The Benefits of High School Basketball

Yes, the NCAA championship tournament, that annual hoops ritual known as March Madness, generates anticipation and excitement across the United States --- and likely even beyond. But there is another level of basketball that garners its share of attention at this time of year, too.

Currently, state high school championship tournaments are in full swing around the nation. And these games enjoy a strong following of their own.

A Most Enjoyable Form of Basketball

No, high school basketball isn't the NBA. Nor even the NCAA version of the game. These are high school kids, after all. But maybe the latter says it all. For pure atmosphere, entertainment, and love for basketball, the high school game might be the most enjoyable form on the planet.

High School Basketball a Great Community Event

The game's appeal extends beyond the players. First of all, admission does not cost an arm and a leg. Second, anyone coming to a high school basketball game experiences a community event, with each team a source of community pride.

The games bring together parents, grandparents, teachers, administrators, fellow students and just everyday fans in a most congenial atmosphere (well, at least most of the time).

High Schools Offer High-Quality Play

And the games they see typically are of high quality in relation to those of some other high school sports. Most notably, high school basketball in most locales is farther along its evolutionary path than prep football, that long-held staple of secondary-school sports.

 Quite simply, high school basketball players often take up the game years before. In contrast, many high school freshmen have never before played a single down in an organized game before putting on the helmet.

 As a result, the basketball players have developed a better feel for their sport by the time they reach high school. And it surely shows on the court by the time they reach varsity play.

Memories of Gooden, Power and Kidd

Sometimes, fans even see a future college star in the making. For whatever reason, the budding stars of basketball tend to stand out more that those of some other sports.

In recent years, fans here in the East bay have enjoyed the privilege of witnessing current NBA stars Drew Gooden (El Cerrito High School) and Leon Powe (Oakland Technical High School). Going back a bit further, former Parade Magazine Player of the Year Jason Kidd led St.
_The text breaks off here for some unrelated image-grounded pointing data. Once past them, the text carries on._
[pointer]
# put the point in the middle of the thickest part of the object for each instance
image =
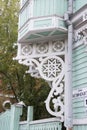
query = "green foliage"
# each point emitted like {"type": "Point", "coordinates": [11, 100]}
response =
{"type": "Point", "coordinates": [30, 90]}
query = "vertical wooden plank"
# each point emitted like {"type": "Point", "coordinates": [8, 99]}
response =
{"type": "Point", "coordinates": [16, 111]}
{"type": "Point", "coordinates": [30, 114]}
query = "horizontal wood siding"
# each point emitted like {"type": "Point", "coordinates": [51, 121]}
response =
{"type": "Point", "coordinates": [79, 81]}
{"type": "Point", "coordinates": [78, 4]}
{"type": "Point", "coordinates": [47, 7]}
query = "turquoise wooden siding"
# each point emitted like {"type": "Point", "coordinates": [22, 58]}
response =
{"type": "Point", "coordinates": [47, 7]}
{"type": "Point", "coordinates": [44, 124]}
{"type": "Point", "coordinates": [80, 127]}
{"type": "Point", "coordinates": [79, 81]}
{"type": "Point", "coordinates": [78, 4]}
{"type": "Point", "coordinates": [9, 120]}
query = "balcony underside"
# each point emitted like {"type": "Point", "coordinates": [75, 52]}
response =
{"type": "Point", "coordinates": [42, 28]}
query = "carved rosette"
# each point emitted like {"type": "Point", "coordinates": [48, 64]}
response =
{"type": "Point", "coordinates": [46, 60]}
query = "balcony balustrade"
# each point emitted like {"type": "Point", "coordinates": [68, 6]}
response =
{"type": "Point", "coordinates": [39, 19]}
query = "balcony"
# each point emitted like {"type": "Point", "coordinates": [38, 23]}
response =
{"type": "Point", "coordinates": [41, 19]}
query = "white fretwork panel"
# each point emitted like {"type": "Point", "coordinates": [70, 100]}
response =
{"type": "Point", "coordinates": [47, 60]}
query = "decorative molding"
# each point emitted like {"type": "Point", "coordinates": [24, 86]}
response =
{"type": "Point", "coordinates": [46, 60]}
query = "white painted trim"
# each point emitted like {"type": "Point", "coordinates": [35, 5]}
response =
{"type": "Point", "coordinates": [82, 121]}
{"type": "Point", "coordinates": [44, 121]}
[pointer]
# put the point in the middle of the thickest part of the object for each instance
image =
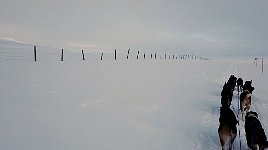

Joseph Notre Dame High School of Alameda to consecutive state titles in 1991-92. As a high school player, nobody could have predicted that Kidd would go on to become a two-time Olympic gold medal winner and a probable future Hall of Famer. Given the quality of his play in high school, however, those achievements don't surprise.

A Great Hoops Atmosphere

Then there is that special atmosphere at high school games. In big pro arenas, the game sometimes gets lost. Sit up in the nosebleed sections, and the players become mere specks in the distance.

 For hardcore fans, this might work. But it works less well. Like some kinds of musical and theatrical productions, basketball goes better in the more intimate settings of smaller gyms. One thinks that this is more of what Dr. James Naismith imagined when he invented the game back in 1891.

What's that you say? Oh, yes, the big championship games sometimes do take place in bigger arenas. But these are the exceptions, rather than the rule. Still, many of those in attendance know each other.

Those that don’t might get to know folks from other locales. For all of them, basketball is a further bonding experience. The end result is the most enjoyable basketball experience for the fans.

From “Hoosiers” to Real Life

Immortalized in "Hoosiers," set as a key backdrop in the "High School Musical" series, and closely examined in "Hoop Dreams," the passion for high school basketball in some areas might exceed that of others, but the game enjoys popularity from coast to coast. High school basketball, most especially a sectional and state playoff series, is something fans of all ages can savor.